I just bought my first 600ex and already have 3 580s, so I wanted to see if I could find a cheaper solution than upgrading to a few more 600s. I used a set of Stratos triggers (1 transmitter and 2 receivers) this weekend and couldn't be happier. They are very compact and worked flawlessly. After suffering through a few years of abysmal performance with 4 PocketWizard Flex5's, the Stratos are damn near a godsend. I can now replace a $1,000 useless investment in PWs (not to mention $75/ea to get my 580s modified for RF signal noise) with about $200 in Stratos and I actually have more capability with these. The only loss is not being able to have the remotes use eTTL, which I never did anyway.


----------



## GaryFong (Jun 24, 2012)

Hi all

I spent quite a bit of time with the 600ex/rt as a master and slave. Here's what I learned:

With the STE-3 and 600's, the system is flawless

With the 600 as master and the 580/430exII - the master (as well as STE3 transmitter - or the built in transmitter in the MarkIII etc) must be set on the "optical" setting. It looks like a lightning bolt rather than a "wifi" symbol.

If you already have 580/430exII's, I don't see a need to get the 600 unless you have MarkIII, etc. You can get the same performance with RadioPopper or Phottix Odin (I have had not much luck with Pocket Wizards). The only issue with RadioPopper is that you have to navigate through the same Canon user interface (i.e. holding the "zoom" button for 3 seconds before you can play with the master/slave settings - odd) and on the RadioPopper you have to have the eyeball lined up exactly.

Here's a really helpful video that I tried really hard to cover all of the bases.
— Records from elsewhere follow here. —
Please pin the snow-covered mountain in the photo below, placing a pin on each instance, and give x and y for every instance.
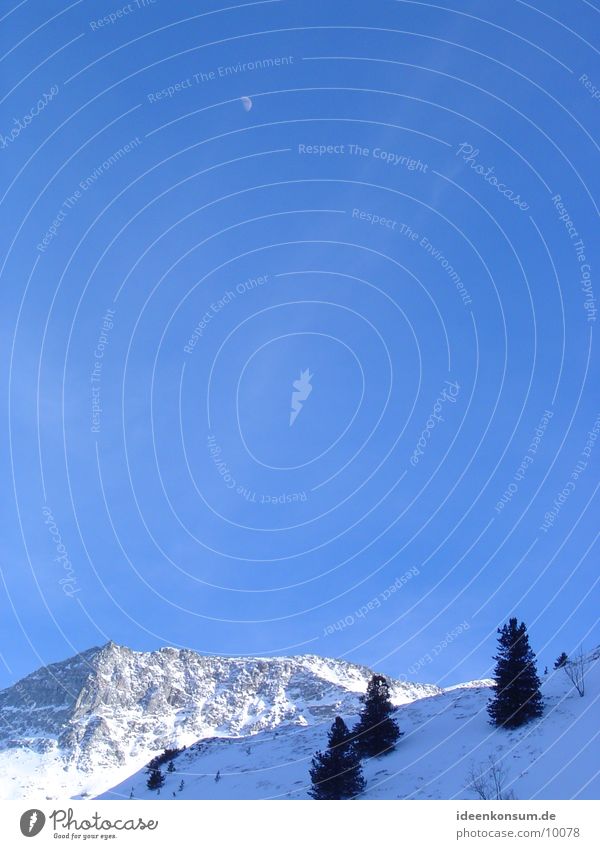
(82, 725)
(94, 721)
(446, 739)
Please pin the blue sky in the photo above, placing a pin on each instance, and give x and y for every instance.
(409, 212)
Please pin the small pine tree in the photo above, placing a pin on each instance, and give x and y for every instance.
(517, 698)
(561, 660)
(377, 731)
(337, 773)
(155, 780)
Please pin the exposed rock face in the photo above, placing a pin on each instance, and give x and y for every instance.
(111, 708)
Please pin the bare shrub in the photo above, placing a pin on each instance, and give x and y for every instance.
(575, 670)
(488, 780)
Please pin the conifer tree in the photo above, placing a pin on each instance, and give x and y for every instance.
(377, 731)
(155, 780)
(561, 660)
(517, 698)
(336, 773)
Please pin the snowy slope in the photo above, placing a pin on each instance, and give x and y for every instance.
(84, 724)
(446, 735)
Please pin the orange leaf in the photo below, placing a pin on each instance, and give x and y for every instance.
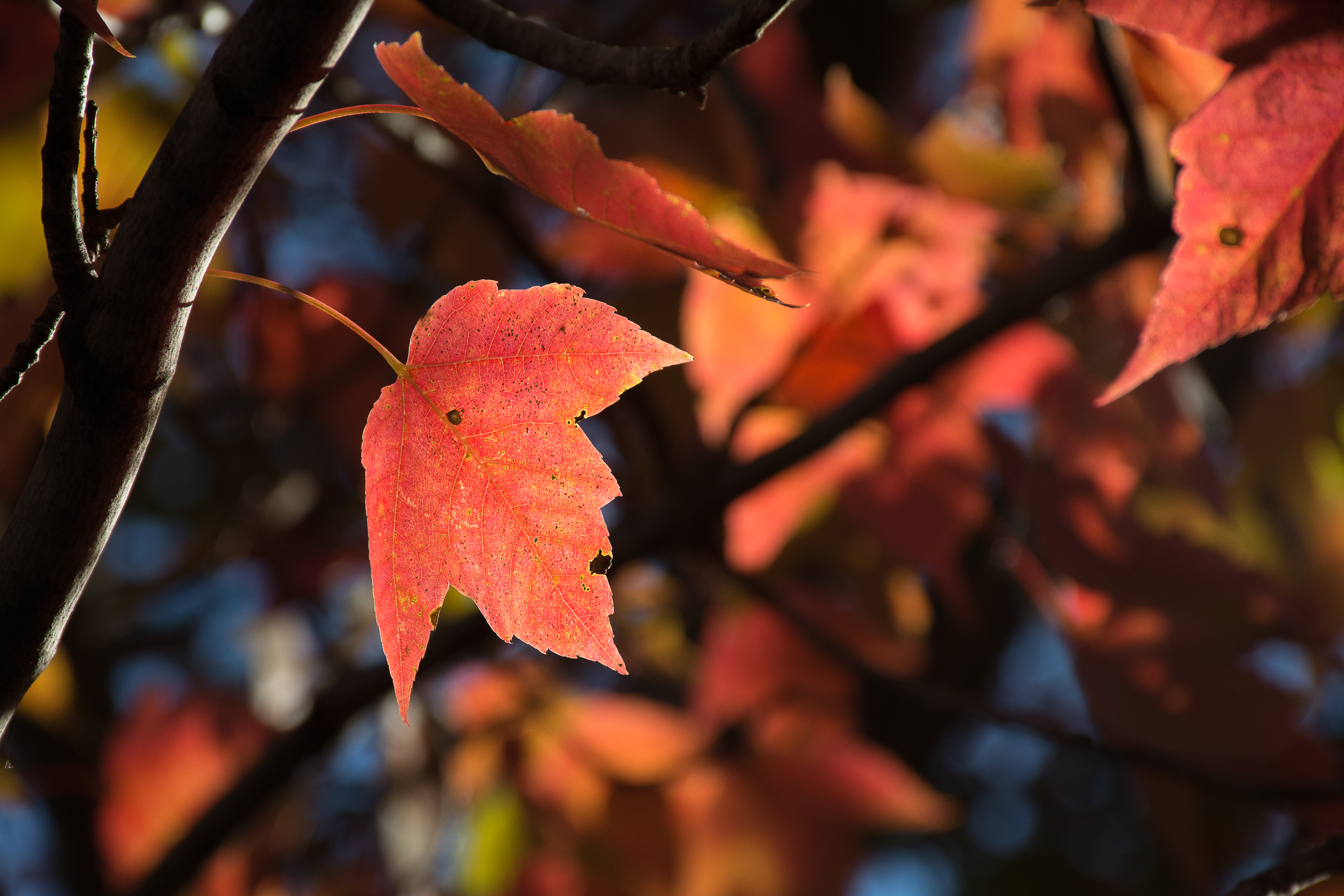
(163, 766)
(761, 522)
(88, 14)
(635, 741)
(1263, 176)
(479, 478)
(741, 347)
(558, 159)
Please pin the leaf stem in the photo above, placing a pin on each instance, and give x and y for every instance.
(359, 111)
(323, 307)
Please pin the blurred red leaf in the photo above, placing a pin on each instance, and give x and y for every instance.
(1263, 175)
(929, 495)
(1160, 629)
(27, 39)
(632, 739)
(87, 13)
(913, 252)
(752, 659)
(162, 768)
(760, 523)
(479, 476)
(837, 360)
(558, 159)
(741, 346)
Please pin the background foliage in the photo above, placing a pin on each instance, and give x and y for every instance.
(883, 671)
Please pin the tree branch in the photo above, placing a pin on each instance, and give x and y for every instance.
(1298, 874)
(333, 708)
(1072, 269)
(120, 347)
(99, 222)
(952, 702)
(683, 69)
(1147, 154)
(61, 162)
(26, 352)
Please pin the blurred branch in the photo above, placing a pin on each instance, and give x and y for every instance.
(1147, 154)
(683, 69)
(691, 508)
(123, 331)
(957, 703)
(1298, 874)
(333, 708)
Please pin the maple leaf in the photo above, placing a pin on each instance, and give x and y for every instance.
(1264, 175)
(478, 475)
(1159, 631)
(560, 160)
(87, 13)
(162, 768)
(759, 524)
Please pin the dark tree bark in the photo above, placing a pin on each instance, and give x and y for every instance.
(686, 69)
(120, 338)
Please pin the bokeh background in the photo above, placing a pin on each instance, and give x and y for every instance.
(741, 757)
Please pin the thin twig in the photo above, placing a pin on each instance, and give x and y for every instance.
(333, 708)
(99, 222)
(1298, 874)
(91, 176)
(1069, 270)
(26, 352)
(122, 339)
(70, 264)
(1147, 155)
(683, 69)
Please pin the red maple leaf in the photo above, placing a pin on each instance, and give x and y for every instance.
(558, 159)
(1264, 174)
(479, 478)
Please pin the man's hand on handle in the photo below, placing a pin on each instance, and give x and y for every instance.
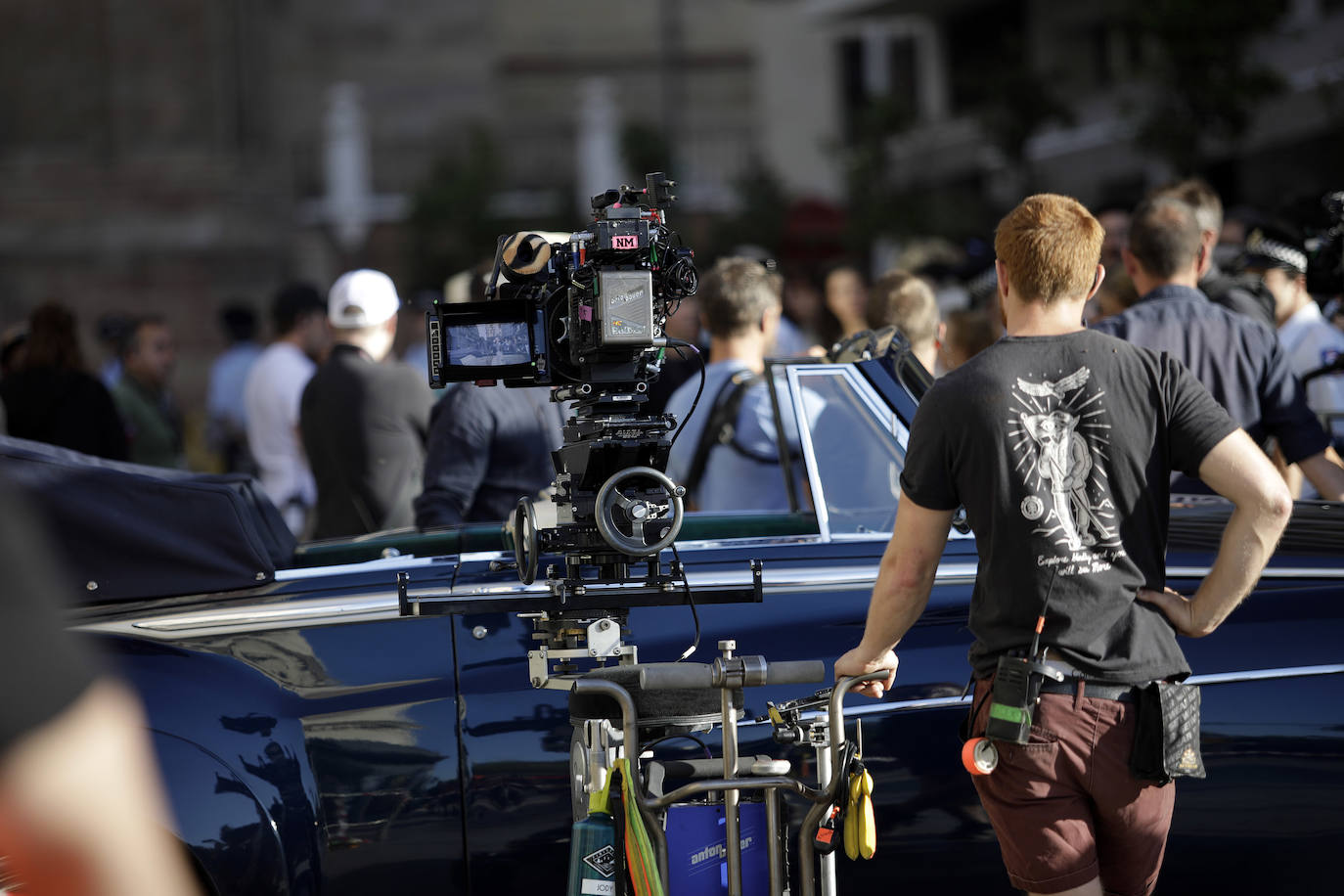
(856, 662)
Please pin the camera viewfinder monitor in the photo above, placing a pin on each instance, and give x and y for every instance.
(485, 341)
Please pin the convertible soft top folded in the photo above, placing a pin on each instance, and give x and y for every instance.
(136, 532)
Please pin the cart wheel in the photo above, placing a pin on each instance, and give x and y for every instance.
(978, 755)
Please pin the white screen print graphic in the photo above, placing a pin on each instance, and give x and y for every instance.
(1059, 434)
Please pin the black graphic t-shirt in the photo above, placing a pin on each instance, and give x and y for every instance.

Your feedback is always appreciated!

Gary Fong
CEO Gary Fong Inc.


----------



## Jakontil (Oct 17, 2012)

can i actually use the STE3-RT to tigger a FlexTT5 on 580EXII?


----------



## neuroanatomist (Oct 17, 2012)

Jakontil said:


> can i actually use the STE3-RT to tigger a FlexTT5 on 580EXII?



No, you'd need a MiniTT1 or FlexTT5 on the camera.


----------



## Jakontil (Oct 17, 2012)

neuroanatomist said:


> Jakontil said:
> 
> 
> > can i actually use the STE3-RT to tigger a FlexTT5 on 580EXII?
> ...



thanks that means no choice but to move to canon's system right now... dang!


----------



## neuroanatomist (Oct 17, 2012)

Jakontil said:


> thanks that means no choice but to move to canon's system right now... dang!



I wish I could, well...I might for outdoor use, I've already got one 600EX-RT. But indoors I also need to trigger a monolight, and the Canon system doesn't help there.  I'm still hoping for a Canon -RT receiver that can trigger an older Canon flash or a monolight. I do expect we'll see one...but not until after a 430EX II replacement with radio slave capability is released, and sales of that slow down.


----------